The volume in the S&P last week was the lowest weekly volume since August 2006. Yep, get your mind around that. But the big thing we have learned in the new world trading order is that just because it’s a holiday or the end of the summer doesn’t mean the spoos won’t be moving. On occasion it will, but just when you think “it’s dead,” the S&P gets hit by some type of program. The other part you shouldn’t believe is that “they turn the machines off” when the volumes are low. That is a bunch of BS.

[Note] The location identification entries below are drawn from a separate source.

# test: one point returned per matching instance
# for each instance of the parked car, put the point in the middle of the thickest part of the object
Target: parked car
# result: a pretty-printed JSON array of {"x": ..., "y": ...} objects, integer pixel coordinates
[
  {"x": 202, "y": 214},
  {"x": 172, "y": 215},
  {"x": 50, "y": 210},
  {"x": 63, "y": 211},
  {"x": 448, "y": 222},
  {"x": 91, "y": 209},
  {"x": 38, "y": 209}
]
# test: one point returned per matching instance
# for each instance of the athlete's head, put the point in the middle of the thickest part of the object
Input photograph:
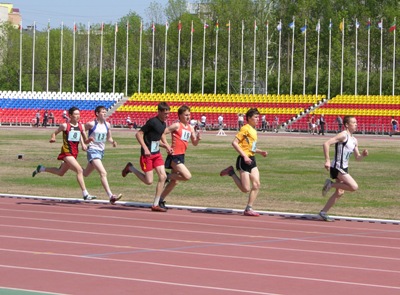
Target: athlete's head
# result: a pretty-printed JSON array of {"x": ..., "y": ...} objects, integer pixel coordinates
[
  {"x": 99, "y": 109},
  {"x": 251, "y": 112}
]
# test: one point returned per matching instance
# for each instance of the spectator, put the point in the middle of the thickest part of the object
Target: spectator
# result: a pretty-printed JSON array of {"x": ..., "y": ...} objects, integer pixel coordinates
[
  {"x": 51, "y": 118},
  {"x": 240, "y": 121},
  {"x": 339, "y": 121}
]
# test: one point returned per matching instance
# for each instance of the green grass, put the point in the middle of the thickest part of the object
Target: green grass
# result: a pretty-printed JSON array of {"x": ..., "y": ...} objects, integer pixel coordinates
[{"x": 291, "y": 175}]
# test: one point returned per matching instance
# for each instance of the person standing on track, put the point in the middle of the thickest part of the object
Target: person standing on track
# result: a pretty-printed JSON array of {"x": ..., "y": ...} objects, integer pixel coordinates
[
  {"x": 151, "y": 137},
  {"x": 73, "y": 133},
  {"x": 345, "y": 145},
  {"x": 245, "y": 143},
  {"x": 99, "y": 134},
  {"x": 181, "y": 133}
]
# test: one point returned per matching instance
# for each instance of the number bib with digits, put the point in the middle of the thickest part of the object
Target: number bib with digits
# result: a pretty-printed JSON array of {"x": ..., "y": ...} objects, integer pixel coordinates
[
  {"x": 185, "y": 135},
  {"x": 101, "y": 137},
  {"x": 74, "y": 135},
  {"x": 254, "y": 147}
]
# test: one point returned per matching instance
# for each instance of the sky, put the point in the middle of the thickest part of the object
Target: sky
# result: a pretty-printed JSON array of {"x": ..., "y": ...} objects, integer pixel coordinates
[{"x": 79, "y": 11}]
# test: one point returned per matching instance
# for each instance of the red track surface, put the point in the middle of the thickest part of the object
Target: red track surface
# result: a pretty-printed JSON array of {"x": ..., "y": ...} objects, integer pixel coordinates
[{"x": 102, "y": 249}]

This morning is what we call a mixed bag. The Hang Seng and the Shanghai Composite closed sharply higher, while Europe is down with the S&P down sharply. It seems like whenever we get weakness early in the week the markets rally later in the week. That said, this week is the August expiration and according to the Ned Davis S&P cash study it should be an up expiration. Our view is to buy the open or the first 2- to 4-handle drop off the open. We may look to sell some rallies after that, but we want to see how the S&P acts first.
In the middle of June Bernanke sent yields to the highest level in two years when he outlined a plan to curtail the $85bil a month in bond purchases, and in the middle of July he said the purchases “are by no means on a preset course.” Yields on the notes have contracted 4.51 percentage points since the end of 2008; they are still 32 basis points higher than the average during the decade ended Dec. 31, 2006. And in the last few weeks the Fed taper talk has been somewhat muted. That won’t last forever…
As always, keep an eye on the 10-handle rule and please use stops when trading futures and options.